32.BÖLÜM "HUZUR"

219 3 0
                                    

CİHANGİR'DEN

Gizem kaçırıldığın da onun tutulduğu eve doğru gidiyorduk. Bize doğru bir araba geliyordu ve arabayı kullanan kişinin Gizem olduğunu görmüştüm. Bizi farketmesi için selektör yapacakken sol taraftan çıkan araç Gizem'in kullandığı arabaya sert bir şekilde çarpmıştı. Anında fren yaparak arabadan indim. Adamlarım da benimle beraber inmişlerdi. Gizem'in arabası kenara savrulmuştu. Diğer araba da yolun ortasında duruyordu. İkisinde de bir hareketlilik yoktu. Hızlıca koşarak Gizem'in arabasına yaklaştım ve ona seslendim. Beni duyduğundan emin değildim. Gözleri kapalı bir şekilde direksiyonun üzerine yığılmıştı.

****

Hastane odasının önünde doktorun içerden çıkıp konuşmasını bekliyorduk. Herkes buradaydı. Gizem'in ailesi, benim ailem, Melis ve onun annesi. Hepimiz içeriden gelecek iyi haberi bekliyorduk. Gizem'e bir şey olma ihtimali beynimi kemiriyordu. Ona benim yüzümden bir şey olursa kendimi affedemezdim. Biz her şeyi düzeltmeye başlamışken önce ben, şimdi de Gizem yaralanmıştı.
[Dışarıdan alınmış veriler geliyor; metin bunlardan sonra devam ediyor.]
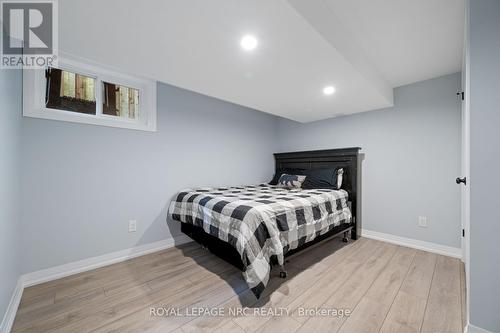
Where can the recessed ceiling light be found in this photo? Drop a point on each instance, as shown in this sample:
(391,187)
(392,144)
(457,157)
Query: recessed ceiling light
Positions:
(328,90)
(249,42)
Kapı açıldığında odadan çıkan doktora gözlerimizi çevirdik. Hızlıca doktorun yanına giderek konuştum.

"Nasıl durumu doktor?"

"Sakin olun Cihangir Bey, Gizem Hanım gayet iyi. Sadece kaza sırasında sanırım başını çarpmış ve bir de sol kolu biraz ezilmiş biz gerekli müdahaleyi yaptık. Kolunu iyileşene kadar fazla zorlamamalı."

"Anladım sağolun. Görebilir miyiz peki şuan?"

"Daha kendine gelmedi uyandığında girebilirsiniz."

"Peki sağolun." Doktor beni başı ile onaylayarak yanımızdan ayrıldı. Annemler korku içerisinde bekliyorlardı, doktorun söylediklerinden sonra içleri biraz olsun rahatlamıştı. Açıkçası bende rahatlamıştım. Annemler tekrar kalktıkları yere oturdular. Babam ve Ahmet Baba yanıma geldiler. Babam lafa girdi.

"Nerede o it?"

Kerem den bahsediyordu. Başka kim it olabilirdi ki zaten.

"Burada o da." Diye yanıtladım. Gizem'e çarpan araba Kerem'in arabasıydı. Bizzat kendisi bilerek çarpmıştı ona. O an ben hızlıca Gizem'i alıp hastaneye getirmiştim. Arkamdan da Özgür ve diğer adamlar o şerefsizi getiriyorlardı.

"Bu iş fazla uzadı Cihangir, o iti bu dünyadan silme vakti geldi ."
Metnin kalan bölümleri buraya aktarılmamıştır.